A second, related implication of this inquiry is that there may be a

historical movement--if not an "evolution" then a progression of some kind--

in the history of the adult-child relation. This movement has radically

effected the actual history of childhood per se--i.e. the way adults construct
KENNEDY THE ROOTS OF CHILD STUDY
the world for children, the attention they pay to them, the care they exercise

for them, the extent to which they seek their good. If our new ideal of adult

maturity includes childhood rather than excluding it, then our notions of

optimal child rearing and education will change.
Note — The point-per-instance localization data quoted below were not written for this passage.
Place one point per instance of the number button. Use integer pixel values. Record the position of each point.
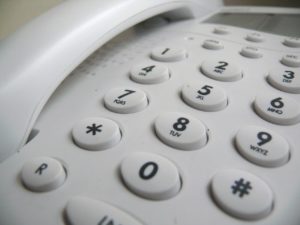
(278, 110)
(82, 210)
(150, 73)
(285, 80)
(150, 176)
(221, 70)
(125, 100)
(242, 194)
(168, 54)
(204, 97)
(43, 174)
(180, 131)
(262, 146)
(96, 133)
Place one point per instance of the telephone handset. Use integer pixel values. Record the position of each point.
(190, 117)
(38, 58)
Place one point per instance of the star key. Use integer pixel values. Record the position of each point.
(94, 129)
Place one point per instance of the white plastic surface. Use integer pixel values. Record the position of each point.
(96, 174)
(85, 211)
(242, 194)
(150, 176)
(96, 133)
(41, 55)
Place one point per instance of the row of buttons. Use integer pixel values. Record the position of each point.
(168, 54)
(284, 79)
(293, 42)
(154, 177)
(207, 97)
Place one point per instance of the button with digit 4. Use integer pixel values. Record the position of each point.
(149, 73)
(221, 70)
(96, 133)
(150, 176)
(181, 131)
(262, 146)
(206, 97)
(285, 80)
(278, 110)
(43, 174)
(168, 54)
(242, 194)
(125, 100)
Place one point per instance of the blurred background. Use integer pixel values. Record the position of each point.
(15, 13)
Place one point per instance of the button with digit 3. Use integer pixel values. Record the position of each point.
(285, 80)
(181, 131)
(278, 110)
(221, 70)
(262, 146)
(206, 97)
(150, 176)
(125, 100)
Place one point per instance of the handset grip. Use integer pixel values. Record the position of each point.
(37, 58)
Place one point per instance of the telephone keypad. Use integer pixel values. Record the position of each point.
(43, 174)
(150, 176)
(96, 133)
(203, 96)
(126, 100)
(221, 70)
(262, 146)
(181, 131)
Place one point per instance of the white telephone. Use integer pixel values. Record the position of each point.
(189, 118)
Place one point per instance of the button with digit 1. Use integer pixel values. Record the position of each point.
(181, 131)
(278, 110)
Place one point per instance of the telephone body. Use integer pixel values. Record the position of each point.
(211, 137)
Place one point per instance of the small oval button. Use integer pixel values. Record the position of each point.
(150, 176)
(43, 174)
(85, 211)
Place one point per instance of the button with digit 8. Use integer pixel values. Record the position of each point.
(181, 131)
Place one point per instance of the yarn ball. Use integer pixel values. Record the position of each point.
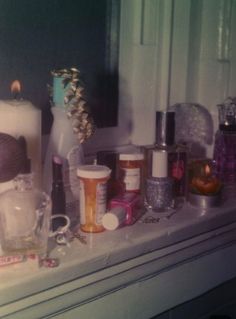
(11, 157)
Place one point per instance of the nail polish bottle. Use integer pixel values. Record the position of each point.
(58, 192)
(159, 195)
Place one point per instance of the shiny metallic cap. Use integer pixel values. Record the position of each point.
(165, 128)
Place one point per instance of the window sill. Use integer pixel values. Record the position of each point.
(190, 248)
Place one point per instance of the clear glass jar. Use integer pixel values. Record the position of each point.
(24, 218)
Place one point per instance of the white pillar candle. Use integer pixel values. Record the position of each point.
(21, 117)
(159, 163)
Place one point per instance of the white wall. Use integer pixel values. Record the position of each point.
(171, 51)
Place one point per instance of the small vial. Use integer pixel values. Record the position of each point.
(131, 166)
(93, 196)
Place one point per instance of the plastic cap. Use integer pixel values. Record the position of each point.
(131, 156)
(165, 128)
(93, 171)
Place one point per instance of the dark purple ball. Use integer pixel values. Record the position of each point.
(11, 157)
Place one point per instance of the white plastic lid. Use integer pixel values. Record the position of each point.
(114, 218)
(110, 221)
(93, 171)
(131, 156)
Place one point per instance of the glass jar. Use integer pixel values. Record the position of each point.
(24, 218)
(93, 196)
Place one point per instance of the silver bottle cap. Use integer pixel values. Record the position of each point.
(165, 128)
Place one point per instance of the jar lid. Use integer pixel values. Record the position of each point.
(131, 156)
(93, 171)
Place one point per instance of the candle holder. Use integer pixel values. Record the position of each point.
(205, 188)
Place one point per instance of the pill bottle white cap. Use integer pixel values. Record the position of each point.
(131, 156)
(114, 218)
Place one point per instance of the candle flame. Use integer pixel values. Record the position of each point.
(207, 170)
(15, 87)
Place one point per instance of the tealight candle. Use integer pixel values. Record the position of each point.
(19, 117)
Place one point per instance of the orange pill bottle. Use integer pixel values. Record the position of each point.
(93, 196)
(131, 170)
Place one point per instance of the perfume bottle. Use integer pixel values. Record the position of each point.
(159, 196)
(24, 216)
(176, 154)
(224, 152)
(64, 143)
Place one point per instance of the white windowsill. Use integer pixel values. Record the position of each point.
(113, 261)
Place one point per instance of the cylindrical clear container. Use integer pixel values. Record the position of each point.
(24, 218)
(93, 196)
(131, 166)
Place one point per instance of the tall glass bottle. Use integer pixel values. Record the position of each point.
(176, 154)
(224, 152)
(64, 143)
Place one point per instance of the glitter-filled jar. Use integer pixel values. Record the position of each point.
(131, 170)
(159, 187)
(93, 196)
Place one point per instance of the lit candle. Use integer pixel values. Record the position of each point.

The most significant metaphor uncovered by thinking about childhood

in this way seems to be a hermeneutical one. The adult is a "hermeneut" or

interpreter of childhood. Through dialogue with the forms of life of childhood,

the adult reappropriates, recreates, and re-constellates childhood as an

element of the teleology of her own life-cycle. This makes, not for more

"childish" adults, but perhaps for more "childlike" adults--a new relationship

to one's instinctual and affective life, and one's sense of integration of the

various elements of one's self. The adult's increased ability to overcome the

ambivalence which the child's relative instinctual freedom produces, leads to

a reconstruction of the child which allows the latter a greater voice in the

adult-child dialogue, which leads to a further reconstruction, etc. Adults who

are in dialogical relation with their own "child" have greater capacity to, in

Dewey's terms, "grow," and therefore to raise children who have that same

capacity.

Are there more of these adult "hermeneuts" in the world today than

there were in the past? It may be true that we cannot postulate a global

evolution. There may be just as many murdering, abandoning, ambivalent

and intrusive adults raising children today as there are socializing and
empathic. But if the psychohistorical processes which have led to the

empathic mode have increased by even a small amount, there is reason for

hope, not only for childhood, but necessarily for human adulthood as well.